4. Standing shoulder-to-shoulder with our partner developing countries
Increasing the predictability of aid to poor countries helps doctors, nurses, teachers and other providers of services in those countries to plan their work better. By securing our commitment to 0.7% in law, the UK government is saying to our partners that we will be there for them in the long term. We will not walk away: this is vital.
While aid is still essential in reaching some of the poorest and most marginalised, we no longer live in a world where aid from rich countries is the only or even most important approach to the overall development of a country. Rather, we all want developing country governments to strengthen their own capacity to deliver, so that they can build the national systems needed to provide services to their citizens. UK aid investments are helping achieve that by catalysing innovation, targeting the most challenging problems and supporting national governments to prioritise their most marginalised people.
For example, the UK’s commitment to 0.7% has enabled us to be a leading donor to the Global Partnership for Education, which has helped its partner countries to develop national education plans that have helped to get nearly 22 million more children into school, including 10 million girls. GPE coordinates the external help provided by countries like the UK with the necessary leadership and ownership of the partner government.
As a dramatic and tangible example, at last year’s GPE pledging conference, the commitments made by donor countries led by the UK amounted to $2.1 billion for the next three years. That was dwarfed by commitments made by partner developing country governments to increase their own domestic financing for education collectively by the equivalent of $26 billion.

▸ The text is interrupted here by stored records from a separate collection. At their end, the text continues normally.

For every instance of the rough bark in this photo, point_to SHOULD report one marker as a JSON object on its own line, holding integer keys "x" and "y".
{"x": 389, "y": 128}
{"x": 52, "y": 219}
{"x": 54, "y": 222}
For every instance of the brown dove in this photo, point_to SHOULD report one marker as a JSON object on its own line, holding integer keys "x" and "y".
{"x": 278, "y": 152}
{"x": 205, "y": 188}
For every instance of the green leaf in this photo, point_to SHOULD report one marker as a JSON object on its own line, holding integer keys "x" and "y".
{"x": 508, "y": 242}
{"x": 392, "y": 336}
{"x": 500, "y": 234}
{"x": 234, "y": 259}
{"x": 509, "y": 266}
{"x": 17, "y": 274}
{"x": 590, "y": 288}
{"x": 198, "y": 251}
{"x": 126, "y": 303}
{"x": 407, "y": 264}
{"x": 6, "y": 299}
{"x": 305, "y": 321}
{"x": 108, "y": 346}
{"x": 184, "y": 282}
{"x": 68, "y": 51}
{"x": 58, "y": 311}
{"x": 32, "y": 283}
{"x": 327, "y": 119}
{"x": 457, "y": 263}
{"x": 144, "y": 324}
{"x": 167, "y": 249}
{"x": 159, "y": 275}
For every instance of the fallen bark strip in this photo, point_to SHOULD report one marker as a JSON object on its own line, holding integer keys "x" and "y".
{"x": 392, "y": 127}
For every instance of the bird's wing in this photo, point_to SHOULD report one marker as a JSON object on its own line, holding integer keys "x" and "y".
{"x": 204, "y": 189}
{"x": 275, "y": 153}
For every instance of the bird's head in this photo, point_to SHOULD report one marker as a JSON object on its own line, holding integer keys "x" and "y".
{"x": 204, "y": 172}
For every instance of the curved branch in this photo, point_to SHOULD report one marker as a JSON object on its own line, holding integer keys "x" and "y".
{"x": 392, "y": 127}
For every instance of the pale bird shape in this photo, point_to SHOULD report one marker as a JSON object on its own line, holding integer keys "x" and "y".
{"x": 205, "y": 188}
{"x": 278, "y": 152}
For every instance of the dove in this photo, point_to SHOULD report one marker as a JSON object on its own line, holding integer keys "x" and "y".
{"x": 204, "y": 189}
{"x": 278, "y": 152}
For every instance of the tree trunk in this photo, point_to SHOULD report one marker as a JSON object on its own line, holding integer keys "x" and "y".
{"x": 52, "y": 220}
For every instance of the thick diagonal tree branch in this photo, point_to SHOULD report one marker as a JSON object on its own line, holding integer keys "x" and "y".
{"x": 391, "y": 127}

5. Funding the end of extreme poverty by 2030
In September, the United Nations will unveil a new agenda for development, agreed by leaders across the world. It looks likely that the central goal will be to end extreme poverty by 2030. This is hugely exciting, but is it realistic? Crucially, that depends on the world’s leaders committing to the funding needed to end poverty.
Developing country governments, donor countries like the UK, international institutions like the World Bank, the private sector and civil society organisations all need to step up their financing commitments, and find new, innovative and effective funding mechanisms.
That’s what is on the table at a major summit in Addis Ababa, Ethiopia in July – financing for sustainable development. In this context, the UK’s commitment to 0.7% could not be better timed or more essential.
Imagine what could be achieved if every member of the G8 fulfilled the promise to spend 0.7% of their income on international development? Imagine if those governments stood shoulder to shoulder, united with partner developing countries who were committed to strengthening their tax bases and increasing their own budgets, alongside new global initiatives to harness the power of innovative financing and the strength of the private sector?
Then we truly could see prosperity for all, and a world free from poverty within a generation.